EDITED: 2017-05-19 — Code samples and examples were updated to reflect Lucene 6.5 APIs and new default Similarity.

I really dislike the so called “Boolean Operators” (“AND”, “OR”, and “NOT”) and generally discourage people from using them. It’s understandable that novice users may tend to think about the queries they want to run in those terms, but as you become more familiar with IR concepts in general, and what Solr specifically is capable of, I think it’s a good idea to try to “set aside childish things” and start thinking (and encouraging your users to think) in terms of the superior “Prefix Operators” (“+”, “-“).

Background: Boolean Logic Makes For Terrible Scores

Boolean Algebra is (as my father would put it) “pretty neat stuff” and the world as we know it most certainly wouldn’t exist with out it. But when it comes to building a search engine, boolean logic tends to not be very helpful. Depending on how you look at it, boolean logic is all about truth values and/or set intersections. In either case, there is no concept of “relevancy” — either something is true or it’s false; either it is in a set, or it is not in the set.

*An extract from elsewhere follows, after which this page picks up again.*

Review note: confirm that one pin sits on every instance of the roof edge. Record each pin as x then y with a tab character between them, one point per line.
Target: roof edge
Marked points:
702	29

When a user is looking for “all documents that contain the word ‘Alligator'” they aren’t going to very be happy if a search system applied simple boolean logic to just identify the unordered set of all matching documents. Instead algorithms like TF/IDF are used to try and identify the ordered list of matching documents, such that the “best” matches come first. Likewise, if a user is looking for “all documents that contain the words ‘Alligator’ or ‘Crocodile'”, a simple boolean logic union of the sets of documents from the individual queries would not generate results as good as a query that took into account the term & document statistics for the individual queries, as well as considering which documents matches both queries. (The user is probably more interested in a document that discusses the similarities and differences between Alligators to Crocodiles then in documents that only mention one or the other a great many times).

This brings us to the crux of why I think it’s a bad idea to use the “Boolean Operators” in query strings: because it’s not how the underlying query structures actually work, and it’s not as expressive as the alternative for describing what you want.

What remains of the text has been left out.